On 28 October 2014 09:58, Bill Arlofski <waa-hobbitml at revpol.com> wrote:
Other ideas? Can I somehow hammer this square peg into a round hole?
You can create a dynamic file based on the logfile, and alert on that. For example, in client-local.cfg, something like this:
log:LOG=/tmp/zlic.status; M=$(date +%M); [ $(expr $M % 10) -ge 5 ] && rm -f $LOG; grep "ArchivingAccountsLimit exceeded" /var/log/messages >> $LOG; [ -s $LOG ] && echo "$LOG":4096
I'm assuming that /var/log/messages is rotated daily. What happens here is that zlic.status will get the log entries from your current messages file (updated every 5 minutes) appended to it. If there are no log entries, then the filename is not echoed and Xymon will ignore it (and no alerts possible).

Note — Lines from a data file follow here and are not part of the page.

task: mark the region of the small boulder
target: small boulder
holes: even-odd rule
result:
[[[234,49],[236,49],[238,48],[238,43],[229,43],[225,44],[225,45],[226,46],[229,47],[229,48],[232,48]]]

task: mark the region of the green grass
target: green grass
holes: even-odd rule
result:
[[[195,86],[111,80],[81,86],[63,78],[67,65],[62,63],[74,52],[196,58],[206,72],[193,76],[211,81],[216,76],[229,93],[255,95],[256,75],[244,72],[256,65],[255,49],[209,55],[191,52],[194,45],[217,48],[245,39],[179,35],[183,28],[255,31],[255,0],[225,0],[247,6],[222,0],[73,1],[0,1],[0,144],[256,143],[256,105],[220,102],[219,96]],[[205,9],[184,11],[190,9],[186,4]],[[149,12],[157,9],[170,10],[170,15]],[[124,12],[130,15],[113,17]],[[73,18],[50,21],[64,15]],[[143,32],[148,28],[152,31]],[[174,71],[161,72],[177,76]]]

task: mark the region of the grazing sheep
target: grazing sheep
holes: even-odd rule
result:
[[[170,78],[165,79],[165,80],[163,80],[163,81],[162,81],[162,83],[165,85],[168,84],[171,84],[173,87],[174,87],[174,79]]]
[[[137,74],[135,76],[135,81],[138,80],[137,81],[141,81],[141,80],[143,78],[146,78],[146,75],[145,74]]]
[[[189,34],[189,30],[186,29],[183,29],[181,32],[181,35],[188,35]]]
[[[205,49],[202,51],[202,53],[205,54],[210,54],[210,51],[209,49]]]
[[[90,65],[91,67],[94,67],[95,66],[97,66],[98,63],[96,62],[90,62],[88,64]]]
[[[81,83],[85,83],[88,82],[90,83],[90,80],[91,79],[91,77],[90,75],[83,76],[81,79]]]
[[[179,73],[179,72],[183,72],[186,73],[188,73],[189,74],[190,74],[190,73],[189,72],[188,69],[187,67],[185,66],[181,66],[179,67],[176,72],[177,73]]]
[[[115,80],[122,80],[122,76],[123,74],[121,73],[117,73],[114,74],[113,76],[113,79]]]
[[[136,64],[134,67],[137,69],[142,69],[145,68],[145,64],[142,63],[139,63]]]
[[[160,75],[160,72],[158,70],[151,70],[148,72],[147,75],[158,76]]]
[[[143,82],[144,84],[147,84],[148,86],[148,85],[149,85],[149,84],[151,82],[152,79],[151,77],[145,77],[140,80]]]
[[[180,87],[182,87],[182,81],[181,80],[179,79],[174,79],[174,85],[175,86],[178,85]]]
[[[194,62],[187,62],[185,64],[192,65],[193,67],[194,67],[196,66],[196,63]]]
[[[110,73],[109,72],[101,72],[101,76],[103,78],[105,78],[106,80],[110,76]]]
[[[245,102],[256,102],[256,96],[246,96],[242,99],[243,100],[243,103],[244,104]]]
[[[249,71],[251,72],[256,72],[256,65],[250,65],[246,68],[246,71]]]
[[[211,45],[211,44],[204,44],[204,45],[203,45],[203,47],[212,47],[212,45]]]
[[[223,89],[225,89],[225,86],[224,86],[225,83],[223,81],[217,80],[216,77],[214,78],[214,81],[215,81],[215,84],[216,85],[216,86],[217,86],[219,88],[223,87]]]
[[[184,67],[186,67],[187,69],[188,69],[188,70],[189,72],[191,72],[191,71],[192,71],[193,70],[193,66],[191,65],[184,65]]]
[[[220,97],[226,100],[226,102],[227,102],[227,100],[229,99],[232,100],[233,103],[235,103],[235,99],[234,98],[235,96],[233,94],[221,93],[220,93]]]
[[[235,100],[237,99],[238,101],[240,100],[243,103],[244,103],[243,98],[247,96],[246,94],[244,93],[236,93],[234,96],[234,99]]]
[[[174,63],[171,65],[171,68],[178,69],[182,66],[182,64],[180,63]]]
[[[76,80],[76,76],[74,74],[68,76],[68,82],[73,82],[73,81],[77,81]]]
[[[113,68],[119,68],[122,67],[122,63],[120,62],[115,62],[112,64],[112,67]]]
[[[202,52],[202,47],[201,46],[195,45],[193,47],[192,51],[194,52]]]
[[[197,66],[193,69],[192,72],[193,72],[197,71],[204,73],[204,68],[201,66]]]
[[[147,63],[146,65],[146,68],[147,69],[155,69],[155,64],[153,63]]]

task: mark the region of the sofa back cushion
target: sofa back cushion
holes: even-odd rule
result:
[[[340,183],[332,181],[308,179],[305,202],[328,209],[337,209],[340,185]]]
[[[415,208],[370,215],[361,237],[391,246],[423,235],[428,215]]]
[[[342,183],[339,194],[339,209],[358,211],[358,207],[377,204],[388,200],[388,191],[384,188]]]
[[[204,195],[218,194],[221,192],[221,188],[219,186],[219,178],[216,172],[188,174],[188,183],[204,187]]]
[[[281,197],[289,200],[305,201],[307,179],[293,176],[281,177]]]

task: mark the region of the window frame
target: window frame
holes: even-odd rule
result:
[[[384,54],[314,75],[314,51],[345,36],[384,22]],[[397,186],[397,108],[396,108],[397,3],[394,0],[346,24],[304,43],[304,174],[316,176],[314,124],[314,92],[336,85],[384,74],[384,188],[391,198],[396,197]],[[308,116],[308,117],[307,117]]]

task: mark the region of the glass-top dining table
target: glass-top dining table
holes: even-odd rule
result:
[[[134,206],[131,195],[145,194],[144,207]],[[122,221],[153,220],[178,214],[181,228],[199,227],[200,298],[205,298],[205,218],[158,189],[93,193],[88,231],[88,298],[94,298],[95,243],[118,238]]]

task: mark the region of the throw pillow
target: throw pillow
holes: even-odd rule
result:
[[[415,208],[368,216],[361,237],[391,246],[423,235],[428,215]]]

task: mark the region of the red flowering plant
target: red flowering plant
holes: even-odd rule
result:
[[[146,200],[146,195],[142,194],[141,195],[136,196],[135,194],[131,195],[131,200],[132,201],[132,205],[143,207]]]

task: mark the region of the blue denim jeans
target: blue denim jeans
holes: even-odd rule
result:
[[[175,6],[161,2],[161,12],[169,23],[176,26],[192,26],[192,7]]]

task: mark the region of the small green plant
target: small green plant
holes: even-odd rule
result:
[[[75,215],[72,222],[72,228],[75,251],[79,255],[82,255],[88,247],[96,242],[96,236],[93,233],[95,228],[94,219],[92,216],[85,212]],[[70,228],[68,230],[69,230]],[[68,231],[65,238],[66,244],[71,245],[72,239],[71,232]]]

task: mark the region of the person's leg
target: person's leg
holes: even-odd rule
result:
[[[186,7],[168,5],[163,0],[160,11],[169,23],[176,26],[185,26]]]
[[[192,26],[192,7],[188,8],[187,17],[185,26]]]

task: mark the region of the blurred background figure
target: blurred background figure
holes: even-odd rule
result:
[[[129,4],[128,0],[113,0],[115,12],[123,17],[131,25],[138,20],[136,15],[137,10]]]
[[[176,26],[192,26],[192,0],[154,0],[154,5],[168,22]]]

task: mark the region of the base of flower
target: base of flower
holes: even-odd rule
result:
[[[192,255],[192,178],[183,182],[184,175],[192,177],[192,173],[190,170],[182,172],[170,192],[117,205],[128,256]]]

The trick here is that the zlic.status file is emptied only every second run (every 10 minutes) prior to appending the log entries. By shrinking the file size, logfetch thinks the file has been rotated, zeroes its status, and starts looking at the file from the beginning.
Note that if you get a log entry in your messages file just prior to rotation, then you'll only get an alert between the time the message is detected and the messages file is rotated, which could be only a few minutes, or even not at all if the timing isn't favourable. So in other words, this will generate an alert that persists until the next rotation of messages, or messages in the last 0-24 hours. If you want to go for longer than that, you could perhaps grep from the current and previous messages file, so you're alerting on any messages in the last 24-48 hours.

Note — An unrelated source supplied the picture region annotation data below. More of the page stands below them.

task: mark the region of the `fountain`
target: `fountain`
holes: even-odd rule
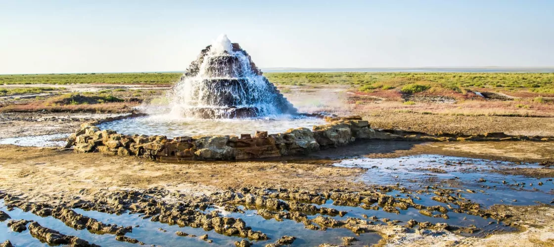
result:
[[[225,34],[202,50],[170,95],[172,115],[233,119],[297,113],[248,54]]]
[[[202,50],[168,96],[169,105],[151,108],[153,114],[84,124],[67,147],[165,161],[236,160],[397,138],[359,116],[299,113],[224,34]]]

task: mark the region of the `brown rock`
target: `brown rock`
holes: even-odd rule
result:
[[[244,239],[240,240],[240,242],[238,241],[235,241],[235,246],[237,247],[250,247],[252,245],[252,244]]]
[[[94,244],[77,238],[75,236],[66,235],[59,231],[41,226],[37,222],[29,224],[29,231],[34,238],[44,241],[49,244],[65,244],[74,246],[98,246]]]
[[[3,243],[0,244],[0,247],[13,247],[13,245],[9,240],[6,240]]]
[[[3,211],[0,211],[0,222],[5,221],[6,220],[10,218],[11,217],[9,215],[8,215],[8,214],[4,213]]]
[[[11,220],[8,222],[8,227],[12,231],[20,233],[27,229],[27,223],[31,222],[30,220],[21,219],[19,220]]]

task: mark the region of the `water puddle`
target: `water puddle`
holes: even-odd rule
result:
[[[63,133],[42,136],[23,136],[0,139],[0,144],[13,144],[24,147],[61,147],[66,142],[59,139],[66,138],[69,133]]]
[[[244,209],[244,208],[243,208]],[[340,244],[342,243],[340,238],[343,236],[355,236],[359,240],[352,246],[362,246],[377,243],[381,236],[373,233],[362,234],[356,235],[350,230],[342,228],[328,229],[326,231],[312,230],[304,228],[301,223],[293,220],[285,220],[278,222],[275,219],[266,220],[257,214],[255,210],[245,209],[245,213],[225,212],[214,208],[209,210],[218,210],[222,215],[243,219],[247,225],[252,227],[254,230],[260,230],[268,235],[270,239],[260,241],[255,243],[257,245],[264,246],[275,243],[284,235],[295,236],[296,239],[293,246],[311,246],[329,243]],[[42,218],[30,212],[24,212],[21,209],[15,208],[8,211],[4,205],[3,200],[0,199],[0,210],[7,213],[13,219],[27,219],[37,221],[41,225],[57,230],[66,235],[78,236],[89,243],[101,246],[132,246],[133,244],[120,242],[115,240],[115,236],[112,234],[98,235],[91,233],[86,230],[76,230],[65,225],[62,222],[52,217]],[[137,214],[121,215],[110,214],[96,211],[86,211],[81,209],[73,209],[78,213],[88,216],[105,224],[116,224],[124,227],[132,226],[132,233],[125,234],[126,236],[137,239],[146,245],[162,246],[234,246],[235,241],[240,241],[243,239],[238,236],[228,236],[219,234],[214,230],[204,231],[202,228],[193,228],[189,227],[180,227],[177,225],[170,225],[160,222],[151,222],[148,219],[140,218]],[[207,210],[208,211],[208,210]],[[346,218],[342,219],[345,219]],[[9,220],[0,223],[0,243],[9,240],[15,246],[48,246],[34,238],[27,230],[21,233],[12,231],[7,227]],[[138,227],[137,226],[138,226]],[[179,236],[175,234],[180,231],[188,234],[201,236],[208,235],[208,239],[213,243],[208,243],[201,240],[198,237]]]
[[[426,189],[427,186],[453,189],[463,194],[464,198],[484,206],[534,205],[537,202],[550,203],[554,199],[553,178],[530,178],[495,172],[506,168],[541,167],[535,163],[419,155],[349,159],[335,165],[367,168],[360,179],[368,184],[398,184],[413,190]]]
[[[310,130],[314,125],[325,125],[325,120],[316,117],[281,116],[277,118],[199,119],[167,118],[166,115],[151,115],[106,122],[98,125],[102,130],[115,130],[125,135],[136,133],[161,135],[172,138],[197,135],[254,134],[257,131],[270,134],[281,133],[300,127]]]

Another way to do this is to use a "file:" definition, similarly creating a status file and then alarming on the file's size (non-zero indicating an alertable log entry). For example:
file:LOG=/tmp/zlic.status; grep "ArchivingAccountsLimit exceeded" /var/log/messages >> $LOG; echo $LOG
Then in analysis.cfg, create a matching entry and alert on size>0. A down-side to this approach is that you get a particularly unhelpful message along the lines of "FILE /tmp/zlic.status red size >0".
A third and similar way to do this is to create a file that exists only if the licencing log is not detected. Like so:
file:LOG=/tmp/zlic.OK; grep "ArchivingAccountsLimit exceeded" >/dev/null && rm -f $LOG || touch $LOG; echo $LOG
Then in analysis.cfg, create a matching entry and alert on "noexist".

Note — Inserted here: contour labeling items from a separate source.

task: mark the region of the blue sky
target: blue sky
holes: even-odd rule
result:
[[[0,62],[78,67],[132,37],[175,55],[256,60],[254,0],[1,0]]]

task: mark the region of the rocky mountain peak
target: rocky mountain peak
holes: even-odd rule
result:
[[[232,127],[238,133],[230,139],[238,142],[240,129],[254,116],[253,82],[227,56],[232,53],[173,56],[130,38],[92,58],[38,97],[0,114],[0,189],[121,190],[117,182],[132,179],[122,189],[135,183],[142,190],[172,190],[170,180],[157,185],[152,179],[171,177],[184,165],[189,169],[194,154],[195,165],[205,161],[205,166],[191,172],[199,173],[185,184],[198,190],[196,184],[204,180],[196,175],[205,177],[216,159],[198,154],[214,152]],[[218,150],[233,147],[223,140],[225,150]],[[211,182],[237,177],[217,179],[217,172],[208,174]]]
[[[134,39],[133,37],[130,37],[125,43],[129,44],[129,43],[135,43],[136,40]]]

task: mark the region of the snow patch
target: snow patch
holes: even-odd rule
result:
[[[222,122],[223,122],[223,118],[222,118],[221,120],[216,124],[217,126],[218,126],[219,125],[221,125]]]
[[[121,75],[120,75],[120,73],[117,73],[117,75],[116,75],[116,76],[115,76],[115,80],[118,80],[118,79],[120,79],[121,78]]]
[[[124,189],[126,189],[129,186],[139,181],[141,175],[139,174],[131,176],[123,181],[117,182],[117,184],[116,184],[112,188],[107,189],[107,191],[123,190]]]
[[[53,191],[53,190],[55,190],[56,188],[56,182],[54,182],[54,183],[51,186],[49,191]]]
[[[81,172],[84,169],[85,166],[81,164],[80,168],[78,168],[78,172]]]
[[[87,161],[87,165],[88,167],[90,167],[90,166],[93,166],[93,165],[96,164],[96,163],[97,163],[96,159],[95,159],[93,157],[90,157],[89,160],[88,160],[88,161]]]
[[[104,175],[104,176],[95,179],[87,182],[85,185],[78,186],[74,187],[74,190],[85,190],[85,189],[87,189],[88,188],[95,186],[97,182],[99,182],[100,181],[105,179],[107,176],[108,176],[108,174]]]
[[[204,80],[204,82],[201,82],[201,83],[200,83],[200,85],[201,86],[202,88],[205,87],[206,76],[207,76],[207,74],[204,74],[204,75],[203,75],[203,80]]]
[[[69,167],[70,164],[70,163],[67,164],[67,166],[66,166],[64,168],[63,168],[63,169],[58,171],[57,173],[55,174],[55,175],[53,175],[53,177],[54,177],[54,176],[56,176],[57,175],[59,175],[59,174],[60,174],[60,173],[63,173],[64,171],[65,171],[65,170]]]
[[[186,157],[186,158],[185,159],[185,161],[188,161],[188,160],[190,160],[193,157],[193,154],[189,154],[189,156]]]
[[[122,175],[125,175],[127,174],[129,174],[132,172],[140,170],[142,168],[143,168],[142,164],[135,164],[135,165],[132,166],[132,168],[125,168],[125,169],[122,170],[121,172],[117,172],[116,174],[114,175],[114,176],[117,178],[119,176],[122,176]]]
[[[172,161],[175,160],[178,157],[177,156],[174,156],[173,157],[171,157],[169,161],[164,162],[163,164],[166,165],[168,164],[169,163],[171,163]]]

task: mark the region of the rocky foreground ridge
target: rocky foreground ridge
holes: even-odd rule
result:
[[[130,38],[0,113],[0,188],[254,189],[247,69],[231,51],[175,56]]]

Yet another way to do this is to use a pseudo-file to generate a status message. For example:
file:COL=green; MSG="licencing OK"; LOGS=$(grep "ArchivingAccountsLimit exceeded" /var/log/messages); [ "$LOGS" ] && { COL=red; MSG="licencing error"; }; echo "status ${MACHINE}.zlic $COL $(date) $MSG" | $XYMON $XYMSRV @
There is no output from this pseudo-file, so Xymon will not take any "file" connotations from it and will simply ignore it, except for the side-effects from the $XYMON command that's also run here. This is tantamount to having a client-side ext script, and you may simply prefer to do that. But this can be deployed centrally.
A few notes:
- None of these specific examples have been tested, and may contain syntax errors, but scriptlets like these have been used on production systems.
- I deliberately avoided using colons and backticks, because they are interpreted by the logfetch binary, and break the scriptlets.
- These scriptlets take up to 15 minutes to start reporting after being added to client-local.cfg. When I'm testing these sort of things, I like to bring up a xymoncmd shell, and paste in the bits between the backticks, and look for errors or unexpected output.
J